Die Berufung des Klägers gegen das am 17.08.2000 verkündete Urteil des Landgerichts Köln - 88 O 52/00 - wird zurückgewiesen. Die Kosten des Berufungsverfahrens werden dem Kläger auferlegt. Das Urteil ist vorläufig vollstreckbar. Der Kläger kann die Vollstreckung durch die Beklagte durch Sicherheitsleistung in Höhe von DM 20.000,00 abwenden, wenn nicht die Beklagte zuvor Sicherheit in gleicher Höhe leistet. Beiden Parteien bleibt nachgelassen, die jeweils zu erbringende Sicherheit durch selbstschuldnerische Bürgschaft einer deutschen Großbank oder öffentlich-rechtlichen Sparkasse zu leisten.

Tatbestand

Der Kläger war seit 1972 Vertragshändler der Beklagten im Großraum F. (s. Händlervertrag in der letzten Fassung vom 28.06/11.07.1996, Bl. 15 d. A.). Mit Schreiben vom 20.08.1997 (Bl. 35 d. A.) kündigte er den Händlervertrag aus gesundheitlichen Gründen zum 19.08.1999. Mit Schreiben vom 05.11.1999 (Bl. 36 d. A.) machte er einen Ausgleichsanspruch in Höhe von 897.320,63 DM geltend.

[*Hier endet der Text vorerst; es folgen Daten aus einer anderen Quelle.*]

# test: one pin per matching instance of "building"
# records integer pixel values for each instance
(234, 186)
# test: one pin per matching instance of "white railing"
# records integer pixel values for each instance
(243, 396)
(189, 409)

Der Kläger, der die Ansicht vertreten hat, die Beklagte versuche in rechtsmissbräuchlicher Art und Weise durch eine Auslagerung von Kundenadressen die Gewährung des Ausgleichsanspruchs zu umgehen bzw. zu vereiteln, hat behauptet:

Er sei ab 1996 berufsunfähig gewesen. Die Beklagte sei nicht damit einverstanden gewesen, dass sein Sohn den Betrieb weiterführe. Er habe in den Jahren 1995 und 1996 im Hinblick auf seinen Sohn, der den Betrieb auch habe übernehmen sollen, Investitionen in Höhe von rund 1,8 Millionen DM getätigt. Die Beklagte habe keine Leistungen auf seine Altersversorgung erbracht.

Er habe seinen Kundenstamm zunächst der Beklagten und später aufgrund entsprechender vertraglicher Verpflichtungen der Firma M. (bis 1994) und der Firma A.-F. (ab 1994) offenbart, nach deren (Teilnahme-) Verträgen die Beklagte, welche die Gestaltung und den Versand der Werbepost bestimmt habe, die Kosten der Erfassung und der Betreuung von Altkunden getragen habe.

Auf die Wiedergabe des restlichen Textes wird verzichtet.